Ned’s dark lashes fluttered as he glanced from Louis to me and back again. He was too young to grasp the social distinction that Merle must have drummed into the children—that I was Jack’s cousin and must be addressed in a different way than the other women they knew. I had to fight the urge to gather him up in my arms and tell him that he could call me “auntie” if he wanted to. To contradict what Merle had said would be wrong, however much I longed to.

After half an hour of fishing in the rock pools, I told the boys I had to take them back to the village. They didn’t want to go. I had to bribe them with honey sandwiches. Ned held my hand all the way along the beach.

As we neared Cliffside Cottage, where the party was being held, I could hear children singing. The sound transported me back through time and space, to my first week at the mission, when Sister Clare had taken me to see the orphanage. The children had been shy at first, but within days they’d composed a song in my honor. African voices, singing in French, to the tune of an old folk song:

Bienvenue à Soeur Antoine,

Elle est jolie, elle est jolie.

Bienvenue à Soeur Antoine,

Elle est jolie, elle est bonne!

“Welcome to Sister Anthony. She is pretty. She is good.” The words had made me blush. But I couldn’t help being moved. Sister Clare had warned me not to visit too often. I knew the reason behind the seemingly harsh attitude. I could see how easy it would be for a nun to form an attachment to such children. But I couldn’t have foreseen what would happen—years later—to make me do the exact opposite of what she’d advised.

“They’re singing ‘Happy Birthday,’” Louis said, bringing me back to reality. “Do you think there’ll be a cake?” The smooth skin between his eyebrows wrinkled as he looked at me. “What’s the matter? Your eyes are all funny.”

“Nothing,” I said, twisting my mouth into a smile. “It’s just the sun making them water. Come on, let’s go and find Mummy.”

Merle was surprised to see me—and horrified when she heard where the boys had been. “Louis! I told you not to go any farther than the fish cellar!”

“It’s Ned’s fault,” Louis said. “He wanted to go and find Miss Alice.”

“I’m sorry,” Merle said. “I didn’t mean for them to foist themselves on you.”

“It doesn’t matter—honestly. We had a lovely time, didn’t we, boys?” I glanced down, but Louis was gone, heading toward a woman who was dishing out slices of birthday cake.

“Don’t you want any cake, Ned?” I said.

“Will you come with me?” He fixed me with his melting, dark eyes.

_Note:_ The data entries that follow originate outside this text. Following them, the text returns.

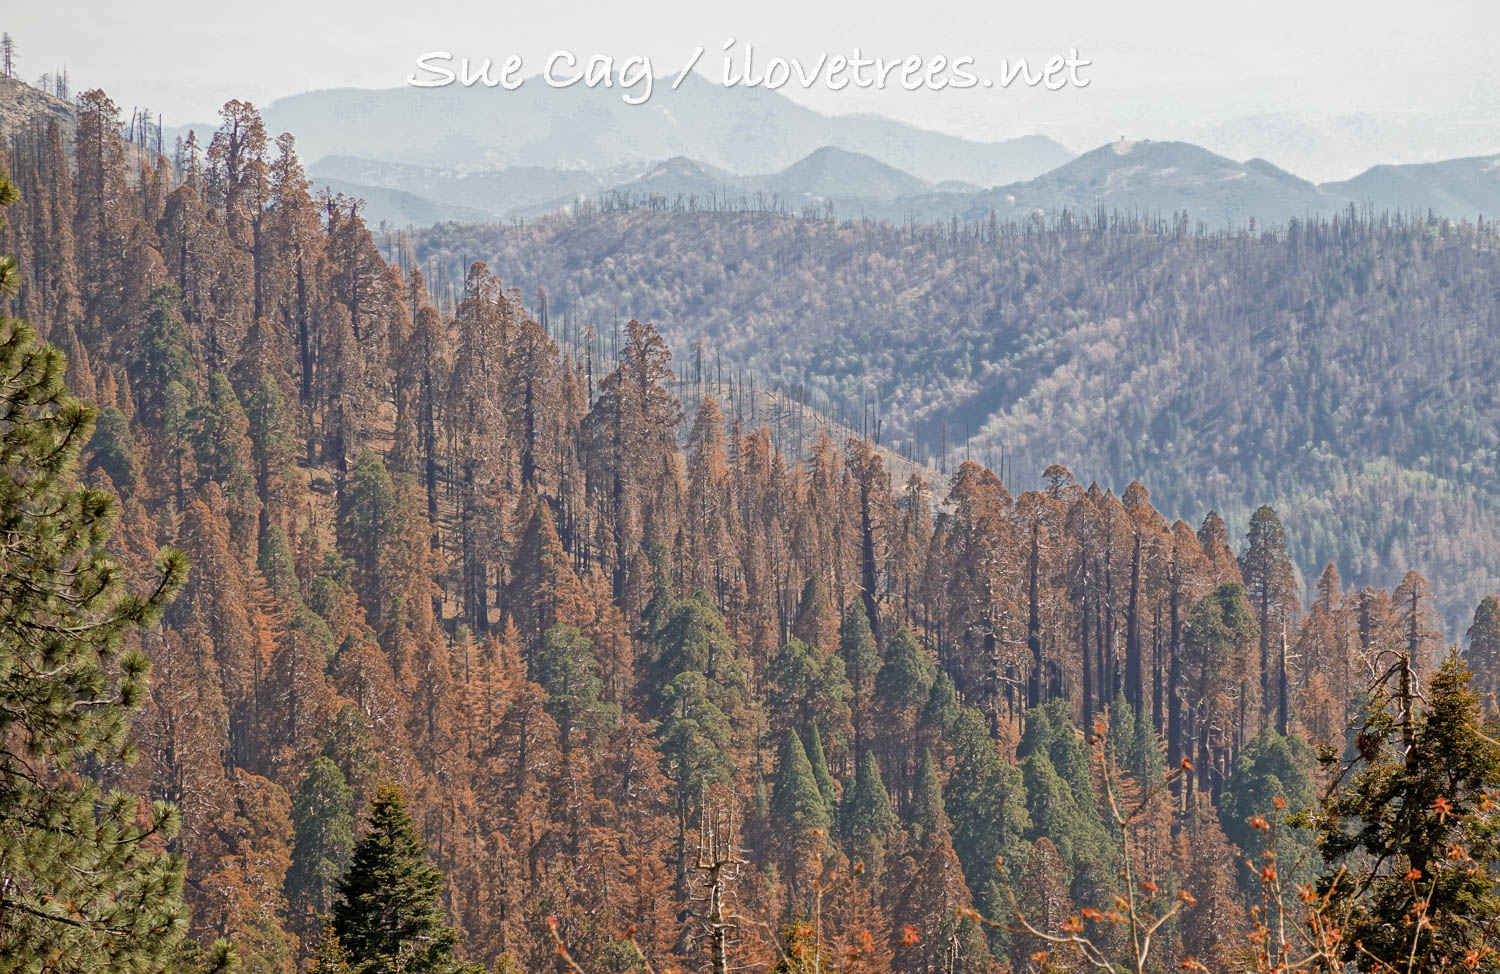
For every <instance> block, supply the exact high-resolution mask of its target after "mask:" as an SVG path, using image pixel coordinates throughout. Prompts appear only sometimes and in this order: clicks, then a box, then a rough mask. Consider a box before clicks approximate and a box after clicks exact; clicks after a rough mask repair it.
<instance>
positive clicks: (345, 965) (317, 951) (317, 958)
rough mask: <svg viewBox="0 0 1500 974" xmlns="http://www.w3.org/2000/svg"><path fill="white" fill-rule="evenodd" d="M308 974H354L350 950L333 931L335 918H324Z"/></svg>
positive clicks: (313, 953)
mask: <svg viewBox="0 0 1500 974" xmlns="http://www.w3.org/2000/svg"><path fill="white" fill-rule="evenodd" d="M308 974H354V968H351V966H350V951H348V950H345V948H344V944H342V942H339V935H338V933H335V932H333V920H329V918H324V920H323V933H321V935H320V936H318V945H317V948H315V950H314V953H312V963H311V965H309V966H308Z"/></svg>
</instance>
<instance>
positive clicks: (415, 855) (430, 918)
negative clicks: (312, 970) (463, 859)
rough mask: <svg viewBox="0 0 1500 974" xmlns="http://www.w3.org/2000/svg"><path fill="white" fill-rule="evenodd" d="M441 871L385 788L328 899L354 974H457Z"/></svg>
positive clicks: (373, 806)
mask: <svg viewBox="0 0 1500 974" xmlns="http://www.w3.org/2000/svg"><path fill="white" fill-rule="evenodd" d="M441 896H443V873H441V872H438V870H437V867H435V866H432V864H431V863H429V861H428V855H426V849H425V848H423V843H422V836H419V834H417V825H416V824H414V822H413V821H411V815H408V813H407V803H405V801H404V800H402V797H401V792H399V791H398V789H396V788H395V786H392V785H384V786H381V789H380V791H378V792H377V794H375V801H374V804H372V806H371V815H369V831H366V833H365V837H363V839H360V842H359V845H356V846H354V858H353V861H351V863H350V870H348V873H345V876H344V881H342V882H341V884H339V894H338V899H336V900H335V902H333V932H335V933H336V935H338V938H339V942H341V944H344V948H345V950H347V951H348V956H350V966H351V968H353V969H354V971H356V974H387V972H389V971H402V972H404V974H460V972H468V971H471V969H474V968H472V966H471V965H465V963H460V962H459V960H458V957H456V956H455V948H456V947H458V939H459V936H458V930H455V929H453V927H452V926H449V923H447V915H446V914H444V912H443V903H441V902H440V899H441Z"/></svg>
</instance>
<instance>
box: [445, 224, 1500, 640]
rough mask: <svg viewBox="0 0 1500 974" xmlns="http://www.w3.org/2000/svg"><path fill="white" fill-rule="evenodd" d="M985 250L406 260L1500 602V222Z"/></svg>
mask: <svg viewBox="0 0 1500 974" xmlns="http://www.w3.org/2000/svg"><path fill="white" fill-rule="evenodd" d="M974 233H977V231H974V230H968V231H965V230H960V231H959V233H957V234H956V233H954V231H953V230H951V228H948V227H904V228H891V227H877V225H868V224H835V222H823V221H807V219H796V218H787V216H780V215H774V213H732V215H726V213H670V212H651V210H646V209H634V210H622V212H612V213H598V212H594V213H589V215H582V216H576V218H549V219H546V221H540V222H535V224H532V225H528V227H504V228H501V227H496V228H462V227H449V228H440V230H435V231H432V233H428V234H423V236H422V237H419V240H417V245H419V254H420V255H422V257H423V258H426V260H431V261H435V263H437V264H440V266H444V267H446V269H447V273H455V275H456V273H458V264H459V263H460V260H462V257H465V255H468V257H478V258H483V260H484V261H487V263H489V266H490V267H492V269H493V270H495V272H498V273H499V276H501V278H502V279H504V281H505V282H507V284H510V285H517V287H520V288H522V293H534V291H535V288H537V287H547V288H549V293H550V294H552V296H553V299H552V302H553V303H552V314H553V315H565V317H567V318H570V320H571V321H574V323H576V326H577V327H583V326H588V324H595V326H600V327H607V324H609V323H610V321H613V320H616V318H624V317H639V318H642V320H652V321H657V323H660V324H661V327H663V330H664V333H666V335H667V336H669V338H670V339H672V341H673V344H675V345H676V347H678V348H679V350H684V348H685V347H687V345H688V344H690V342H693V341H694V339H697V338H703V339H705V341H706V344H708V347H709V348H714V350H715V351H717V353H720V354H723V357H724V360H727V362H735V363H739V365H745V366H748V368H750V369H753V371H754V372H756V374H757V375H760V377H762V381H780V383H786V384H795V386H804V387H807V389H810V390H811V392H813V395H814V398H822V399H825V401H832V402H834V404H835V408H837V405H838V404H853V402H877V404H879V410H880V413H882V417H883V422H885V429H886V438H888V441H892V443H897V444H900V446H901V449H904V450H907V452H912V453H916V455H921V456H930V455H933V453H936V452H938V447H939V444H941V443H942V441H944V425H947V443H948V444H950V452H951V453H954V452H956V444H962V443H963V441H966V440H971V447H969V449H971V450H972V453H974V455H977V456H983V458H990V456H995V458H998V456H999V455H1001V452H1002V450H1004V452H1005V455H1007V456H1008V458H1011V459H1010V462H1011V468H1013V470H1014V471H1017V474H1019V477H1020V483H1019V486H1023V488H1025V486H1032V483H1034V482H1032V477H1035V476H1037V474H1038V473H1040V471H1041V470H1043V467H1046V465H1047V464H1049V462H1053V461H1059V462H1064V464H1067V465H1070V467H1073V468H1076V470H1088V471H1091V474H1092V473H1095V471H1104V473H1106V476H1104V477H1101V480H1106V479H1107V480H1109V482H1110V483H1109V485H1113V486H1115V488H1116V489H1121V488H1124V486H1125V485H1128V483H1130V482H1131V480H1133V479H1139V480H1142V482H1145V483H1151V485H1152V489H1154V491H1157V494H1158V495H1161V497H1163V500H1164V503H1167V504H1170V506H1173V507H1175V509H1181V510H1185V512H1193V510H1197V512H1200V513H1202V512H1206V510H1208V509H1209V507H1217V509H1220V510H1221V512H1224V513H1226V515H1227V516H1230V519H1232V521H1233V519H1235V518H1244V516H1245V515H1247V513H1248V510H1250V507H1251V506H1253V504H1257V503H1263V501H1272V503H1277V501H1287V500H1290V498H1311V500H1313V501H1316V506H1317V507H1319V509H1322V510H1326V512H1328V516H1326V518H1319V519H1311V518H1307V516H1305V515H1299V516H1298V518H1296V519H1293V521H1292V522H1290V525H1289V527H1290V530H1292V533H1293V551H1295V554H1296V555H1298V561H1299V566H1301V569H1302V572H1304V575H1305V576H1308V578H1311V576H1313V575H1316V572H1317V570H1319V569H1320V567H1322V564H1323V563H1325V561H1328V560H1329V558H1334V557H1337V558H1340V564H1341V566H1347V569H1349V572H1350V573H1352V575H1353V576H1355V579H1356V581H1368V582H1380V584H1391V582H1392V581H1395V579H1397V578H1400V575H1401V572H1404V570H1406V569H1407V567H1416V569H1419V570H1422V572H1424V573H1427V575H1428V576H1430V578H1433V581H1434V587H1437V588H1440V590H1442V591H1445V599H1446V602H1445V608H1446V609H1448V611H1449V620H1451V624H1452V626H1455V627H1457V620H1458V618H1460V615H1461V614H1463V612H1467V611H1470V609H1472V606H1473V605H1475V602H1476V600H1478V599H1479V597H1481V596H1482V594H1485V593H1487V591H1491V590H1494V588H1496V587H1500V492H1497V491H1496V486H1494V485H1496V483H1500V434H1497V432H1496V431H1497V429H1500V398H1497V393H1496V383H1494V377H1496V375H1497V374H1500V350H1497V347H1496V345H1494V342H1493V341H1490V339H1488V338H1487V336H1493V335H1496V333H1500V300H1497V296H1500V294H1497V290H1496V281H1497V279H1500V239H1497V236H1496V233H1494V231H1493V230H1488V228H1487V230H1485V231H1482V233H1481V231H1476V230H1475V228H1473V227H1467V225H1460V227H1454V225H1446V224H1431V225H1424V224H1418V225H1409V224H1398V222H1397V224H1392V222H1377V224H1365V222H1349V221H1347V219H1343V218H1341V219H1340V221H1337V222H1334V224H1320V222H1314V224H1310V225H1304V227H1299V230H1298V233H1296V234H1295V236H1292V237H1289V236H1286V234H1278V236H1272V234H1256V236H1250V234H1244V233H1238V234H1230V236H1224V234H1214V236H1197V234H1191V233H1181V231H1179V230H1176V228H1173V227H1172V225H1170V222H1166V224H1163V225H1160V227H1155V225H1134V224H1125V225H1121V227H1118V228H1113V230H1104V231H1098V230H1095V228H1094V227H1091V225H1083V227H1080V225H1077V224H1073V225H1071V227H1064V228H1056V230H1049V231H1041V233H1037V231H1034V233H1026V234H1022V233H1014V231H1007V230H1005V228H1001V236H999V237H996V239H987V237H986V239H978V237H975V236H974ZM950 468H951V458H950ZM1439 537H1442V539H1445V540H1443V542H1440V543H1439V542H1436V540H1433V539H1439ZM1451 635H1452V633H1451Z"/></svg>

I turned to Merle, embarrassed that he’d asked me instead of her.

“I think you’ve got an admirer,” she whispered, smiling.



It started to rain as I made my way back along the cove to the boathouse. I’d planned to sit outside and read, but there was no chance of that. Instead I curled up on my makeshift bed with Frenchman’s Creek.

I didn’t want to finish the story, but I couldn’t put it down. When I reached the last page, I sat with the book still open in my lap, mulling over the ending. The main character had paid a terrible price for the freedom she sought. She was brave and beautiful and had fallen in love with a kindred spirit in Cornwall. But she had a husband in London—and two young children, whom she didn’t think twice about leaving with a servant while she set off on a dangerous voyage with her pirate. Did I like her? As Sister Anthony, I would have said no. But now? I wasn’t sure.

There was a black-and-white photograph of the author inside the dust jacket. She was a dainty woman, not much older than me, with gentle, pensive eyes. The biography beneath the image said that she was married with three children and lived by the sea in Cornwall. I wondered if, like Merle, the war had separated her from her husband. Frenchman’s Creek was set three centuries ago, but I couldn’t help thinking that the author must have experienced the feelings she’d written about, of being trapped in a loveless marriage and longing to escape a life that was narrow and confined.